Nach der Privatisierung der Bundespost wurde das mehr oder weniger schnell über Bord geworfen. Jede Umorganisation/Standortkonzept hier im Einzelnen aufzuführen würde den Rahmen dieses Artikels sprengen. Daher nur ein paar Stichpunkte: Telekom-Kontakt; Trennung in GK-PK; statt "Einheitsniederlassungen" (die alten Fernmeldeämter) spezialisierte GK-, PK-, und Netzniederlassungen; Ausgliederung der Servicegesellschaften; Standortschließungen in den Bereichen Geschäftskundenservice, Vertrieb und IT; Standortkonzept DTTS und Umorganisation "Einfach anders". Zusammenfassend lässt sich eines sagen: Als Folge dieser Maßnahmen wurden Standorte geschlossen und Hauptstandorte in den großen Ballungszentren zusammengefasst.

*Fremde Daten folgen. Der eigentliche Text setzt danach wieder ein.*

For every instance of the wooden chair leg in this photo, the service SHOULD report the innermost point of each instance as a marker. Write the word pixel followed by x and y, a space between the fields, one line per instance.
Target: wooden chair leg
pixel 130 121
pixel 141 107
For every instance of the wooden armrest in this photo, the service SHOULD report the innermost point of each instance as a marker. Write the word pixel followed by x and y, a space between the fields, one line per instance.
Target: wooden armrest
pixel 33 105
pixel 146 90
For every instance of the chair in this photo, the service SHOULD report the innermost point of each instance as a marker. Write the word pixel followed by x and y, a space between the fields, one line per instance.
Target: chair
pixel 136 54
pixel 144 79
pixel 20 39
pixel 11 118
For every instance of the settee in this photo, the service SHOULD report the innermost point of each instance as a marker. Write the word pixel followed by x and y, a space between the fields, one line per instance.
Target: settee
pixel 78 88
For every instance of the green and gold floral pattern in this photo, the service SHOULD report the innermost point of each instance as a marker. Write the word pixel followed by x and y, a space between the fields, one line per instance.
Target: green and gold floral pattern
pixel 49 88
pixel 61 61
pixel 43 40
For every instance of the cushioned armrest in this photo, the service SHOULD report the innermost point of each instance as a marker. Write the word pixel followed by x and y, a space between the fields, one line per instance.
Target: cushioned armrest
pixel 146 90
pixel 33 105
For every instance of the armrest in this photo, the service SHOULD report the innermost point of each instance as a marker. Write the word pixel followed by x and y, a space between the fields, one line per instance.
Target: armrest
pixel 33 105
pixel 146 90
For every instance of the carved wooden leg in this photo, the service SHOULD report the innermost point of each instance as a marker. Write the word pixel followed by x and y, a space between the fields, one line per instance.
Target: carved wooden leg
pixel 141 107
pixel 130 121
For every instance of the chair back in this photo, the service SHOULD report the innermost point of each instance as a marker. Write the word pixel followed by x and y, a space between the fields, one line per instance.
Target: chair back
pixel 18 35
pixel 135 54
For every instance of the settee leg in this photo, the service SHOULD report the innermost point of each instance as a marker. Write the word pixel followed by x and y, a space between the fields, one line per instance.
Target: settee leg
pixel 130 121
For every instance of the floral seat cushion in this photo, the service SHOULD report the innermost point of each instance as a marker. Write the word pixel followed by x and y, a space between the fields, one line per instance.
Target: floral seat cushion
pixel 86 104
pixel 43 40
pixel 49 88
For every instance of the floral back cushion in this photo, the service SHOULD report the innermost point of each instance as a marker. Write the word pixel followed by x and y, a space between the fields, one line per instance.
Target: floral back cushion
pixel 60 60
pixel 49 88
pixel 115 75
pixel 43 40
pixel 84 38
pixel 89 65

Zwar können die betroffenen Mitarbeiter auch an den neuen Standorten weiter arbeiten. Sehr viele mussten jedoch den Wohnort wechseln oder aber stundenlange tägliche Anfahrtswege in Kauf nehmen. Offensichtlich rechneten die Verantwortlichen damit, dass eben nicht alle einen Standortwechsel mitmachen können. Wenn nicht, ist das eben deren Schuld oder persönliches Schicksal. "Personalabbau durch die Hintertür" nannte dies ein ver.di-Funktionär aus NRW zu Recht. Und die Realität bestätigt das: Beim Standortkonzept der DTTS landet nur ein Bruchteil der Beschäftigten an den Zielstandorten. Das von der Deutschen Telekom immer wieder propagierte Ziel einer besseren Vereinbarkeit von Familie und Beruf wird damit ad absurdum geführt. Von der vom Telekom-Vorstand in zahlreichen Hochglanz-Publikationen viel beschworenen "Work-Life-Balance" ganz zu schweigen.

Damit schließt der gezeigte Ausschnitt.